Roosevelt’s interest in the West was apparent from his first designations: Devil’s Tower in Wyoming, an exceptional rock formation; El Morro in New Mexico, an important water hole on a trail traveled for centuries by Puebloans, Spanish explorers, and American soldiers, explorers, and emigrants; Montezuma Castle in New Mexico, home to ancient cliff dwellers; and the Petrified Forest in Arizona, a unique region filled with fossilized trees from the Mesozoic Era.

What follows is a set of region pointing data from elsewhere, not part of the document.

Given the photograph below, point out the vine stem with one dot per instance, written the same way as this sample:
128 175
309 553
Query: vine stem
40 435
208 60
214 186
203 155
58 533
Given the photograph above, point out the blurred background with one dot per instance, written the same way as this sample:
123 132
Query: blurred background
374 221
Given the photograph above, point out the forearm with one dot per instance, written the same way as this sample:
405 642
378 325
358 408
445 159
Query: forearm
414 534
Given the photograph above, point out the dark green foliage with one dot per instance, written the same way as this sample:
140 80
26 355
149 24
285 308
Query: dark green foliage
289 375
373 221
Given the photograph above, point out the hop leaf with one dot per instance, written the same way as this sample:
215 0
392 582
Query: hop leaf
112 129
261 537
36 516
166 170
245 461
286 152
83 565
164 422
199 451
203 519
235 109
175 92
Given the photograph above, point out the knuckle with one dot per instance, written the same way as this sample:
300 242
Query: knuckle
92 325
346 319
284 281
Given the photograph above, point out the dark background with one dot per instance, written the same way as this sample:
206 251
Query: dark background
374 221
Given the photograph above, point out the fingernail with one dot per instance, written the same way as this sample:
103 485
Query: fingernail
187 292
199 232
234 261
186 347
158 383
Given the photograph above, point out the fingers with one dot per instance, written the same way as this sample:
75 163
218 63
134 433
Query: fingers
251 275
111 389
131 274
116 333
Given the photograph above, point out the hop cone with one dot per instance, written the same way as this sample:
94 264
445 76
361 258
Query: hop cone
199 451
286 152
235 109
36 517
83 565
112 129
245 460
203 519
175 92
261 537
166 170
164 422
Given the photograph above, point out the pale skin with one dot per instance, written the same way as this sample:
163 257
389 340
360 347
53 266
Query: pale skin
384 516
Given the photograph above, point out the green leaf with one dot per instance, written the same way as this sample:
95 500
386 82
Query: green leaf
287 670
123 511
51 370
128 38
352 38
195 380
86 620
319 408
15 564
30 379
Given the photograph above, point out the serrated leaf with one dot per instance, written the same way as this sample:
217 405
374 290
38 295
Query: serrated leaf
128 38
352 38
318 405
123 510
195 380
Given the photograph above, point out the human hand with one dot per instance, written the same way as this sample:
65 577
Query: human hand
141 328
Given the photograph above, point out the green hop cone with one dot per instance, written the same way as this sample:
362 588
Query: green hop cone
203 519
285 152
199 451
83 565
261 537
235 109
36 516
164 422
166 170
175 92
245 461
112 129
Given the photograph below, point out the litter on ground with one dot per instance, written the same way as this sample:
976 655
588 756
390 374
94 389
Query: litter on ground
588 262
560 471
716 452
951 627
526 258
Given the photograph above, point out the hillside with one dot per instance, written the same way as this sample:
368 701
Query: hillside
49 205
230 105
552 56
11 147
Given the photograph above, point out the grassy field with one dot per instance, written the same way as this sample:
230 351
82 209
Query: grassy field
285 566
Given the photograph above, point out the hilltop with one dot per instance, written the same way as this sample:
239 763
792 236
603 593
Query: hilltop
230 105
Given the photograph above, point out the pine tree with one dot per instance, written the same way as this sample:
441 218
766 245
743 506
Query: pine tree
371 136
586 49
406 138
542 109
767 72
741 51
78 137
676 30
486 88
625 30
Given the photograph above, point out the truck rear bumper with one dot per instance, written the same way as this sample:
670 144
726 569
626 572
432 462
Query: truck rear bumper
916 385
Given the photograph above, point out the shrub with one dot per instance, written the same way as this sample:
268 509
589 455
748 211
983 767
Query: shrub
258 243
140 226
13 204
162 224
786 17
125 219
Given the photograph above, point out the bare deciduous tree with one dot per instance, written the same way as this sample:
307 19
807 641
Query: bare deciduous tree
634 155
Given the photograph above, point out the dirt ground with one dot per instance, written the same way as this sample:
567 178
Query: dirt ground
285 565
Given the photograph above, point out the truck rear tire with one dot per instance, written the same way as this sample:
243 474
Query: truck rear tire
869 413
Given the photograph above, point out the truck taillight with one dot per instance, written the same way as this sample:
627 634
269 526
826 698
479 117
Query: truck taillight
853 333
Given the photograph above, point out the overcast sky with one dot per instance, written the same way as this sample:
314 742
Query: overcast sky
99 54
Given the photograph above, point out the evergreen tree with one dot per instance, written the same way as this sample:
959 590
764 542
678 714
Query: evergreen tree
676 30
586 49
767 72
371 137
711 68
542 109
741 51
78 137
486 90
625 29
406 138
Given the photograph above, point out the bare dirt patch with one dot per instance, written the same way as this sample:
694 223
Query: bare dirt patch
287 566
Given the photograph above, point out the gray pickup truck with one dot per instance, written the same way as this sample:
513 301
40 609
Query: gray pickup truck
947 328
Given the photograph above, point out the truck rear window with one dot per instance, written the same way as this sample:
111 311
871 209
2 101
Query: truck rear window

The act is now codified at 54 U.S.C. § 320301. The key language regarding the president’s proclamation power states that “The limits of the parcels shall be confined to the smallest area compatible with the proper care and management of the objects to be protected.” In other words, the president can protect Devil’s Tower, but he cannot declare all of Wyoming a sacred surrounding space.
Fast forward to Bill Clinton’s administration, when he created the Grand Staircase-Escalante National Monument in 1996. The Utah-based national monument encompassed 1.7 million acres on federal land. To help put that size in perspective, East Coasters can think of it as larger than Delaware, while West Coasters can imagine an area five times the size of the City of Los Angeles. Clinton’s justification was that the whole vast area would be reserved for scientific study:
…this unspoiled natural area remains a frontier, a quality that greatly enhances the monument’s value for scientific study. The monument has a long and dignified human history: it is a place where one can see how nature shapes human endeavors in the American West, where distance and aridity have been pitted against our dreams and courage. The monument presents exemplary opportunities for geologists, paleontologists, archeologists, historians, and biologists.
Over the years, Congress steadily expanded the park’s boundaries through land exchanges and border rationalization, so that it eventually grew to 1.87 million acres—in essence, adding almost a whole city of Los Angeles to the mix.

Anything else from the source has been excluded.